Scientific classification
- Kingdom: Animalia
- Phylum: Chordata
- Class: Amphibia
- Order: Anura
- Family: Eleutherodactylidae
- Genus: Eleutherodactylus
- Subgenus: Euhyas
- Species: E. zugi
- Binomial name: Eleutherodactylus zugi Schwartz, 1958
- Synonyms: Euhyas zugi (Schwartz, 1958) ;

= Eleutherodactylus zugi =

- Authority: Schwartz, 1958
- Conservation status: EN

Species of amphibian

Eleutherodactylus zugi, also known as Rosario red-legged frog and Zug's robber frog, is a species of frog in the family Eleutherodactylidae. The species is endemic to western Cuba and is known from Pinar del Río and Artemisa provinces. The specific name zugi honors American herpetologist George R. Zug. Eleutherodactylus erythroproctus was originally described as a subspecies of Eleutherodactylus zugi, and is sometimes still treated as such.

==Description==
E. zugi is a small species: adult males measure 12–17 mm and adult females 13–19 mm in snout–vent length. The snout is rather acute. The tympanum is visible and larger in females than in males of the same size. The fingers and toes are short and have no webbing. The dorsum is warty, including a raised middorsal line. The throat and the venter are smooth. There are three basic color patterns. The first type has a dark brown to tan middorsal zone that is bounded by a broad yellow or orange dorsolateral stripe. The second type has a pair of dorsolateral stripes that end dorsally, and a thin middorsal line. The third type has a mottled dorsum, without indications of dorsolateral bands or stripes.

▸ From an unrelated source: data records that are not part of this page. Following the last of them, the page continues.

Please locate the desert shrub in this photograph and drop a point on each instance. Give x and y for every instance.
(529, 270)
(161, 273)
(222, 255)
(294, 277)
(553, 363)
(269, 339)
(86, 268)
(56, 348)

==Habitat and conservation==
E. zugi occurs in mesic broadleaf forests at elevations of 155–390 m above sea level. The type series was collected from wet shrubs few inches above the ground, and under less wet conditions, under palm trash and other debris. At night it may climb on moist rocks. The eggs are deposited on the ground. Development is direct, without free-living larval stage.

E. zugi is a rare species with a restricted range. It is threatened by habitat loss caused by agriculture, infrastructure development, and tourism. Agricultural pollution may also be a threat. The range of this species overlaps with several protected areas, but many of these would require improved management.